The Running Of The Balls?
This week, Jason steps in when a Royal slaps around an old man in the street, and finds himself called up before the King for his disrespect. By sheer bad luck, the man he dissed is also the intended husband of the Princess whom Jason has been making eyes at.
Bit of a coincidence, but I’ll allow it when it makes the situation worse. Our hero ends up sentenced to forced bullfighting and… because they were there, basically, Hercules and Pythagoras get thrown in with him. Sucks to be them. (I was initially confused, because whenever the King says “bulls”, it sounds like “balls” to me.)

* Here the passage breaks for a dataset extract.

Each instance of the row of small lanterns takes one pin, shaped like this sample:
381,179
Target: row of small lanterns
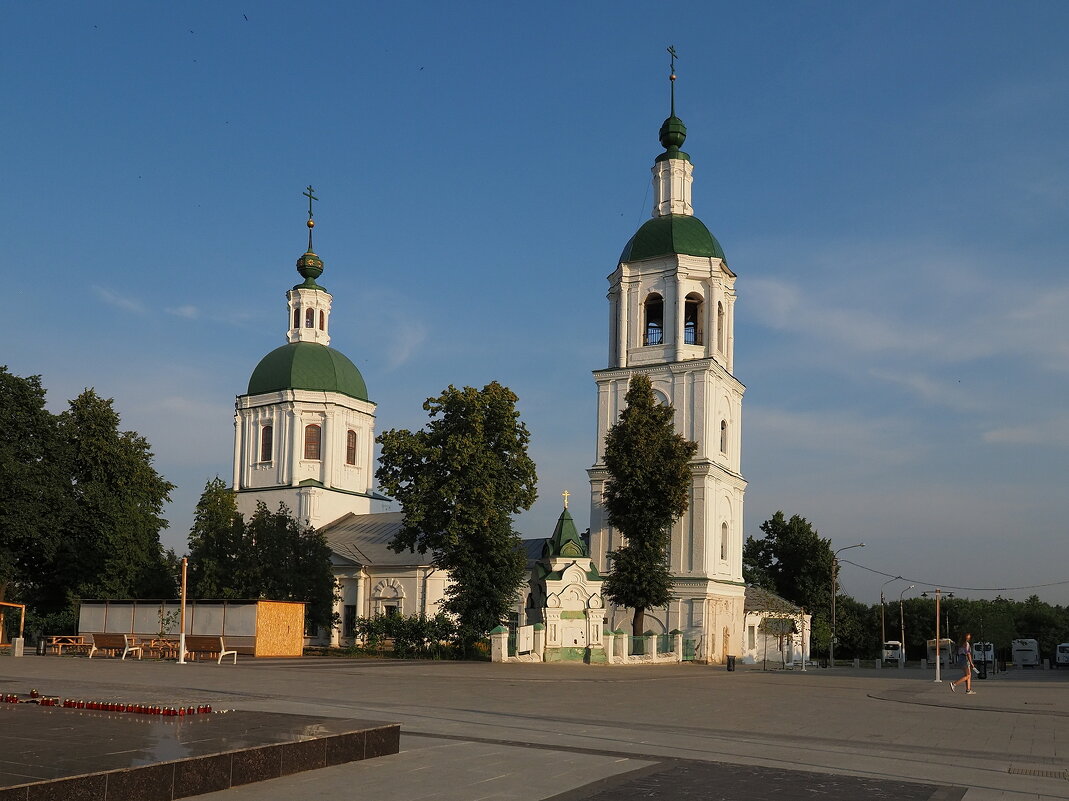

I’m prepared to just about buy this stuff considering Atlantis doesn’t exactly take place in a world of fairness and equality, plus being locked up in prison and forced to use his wits to get by, rather than just running around shouting, gives Jason’s situation more sustained drama than previous weeks. There’s a few twists, a couple of reasonably well-characterised guest stars, the Royal intrigue isn’t bad, the ending kinda-worked – I’ve seen much worse from this show, let’s put it that way.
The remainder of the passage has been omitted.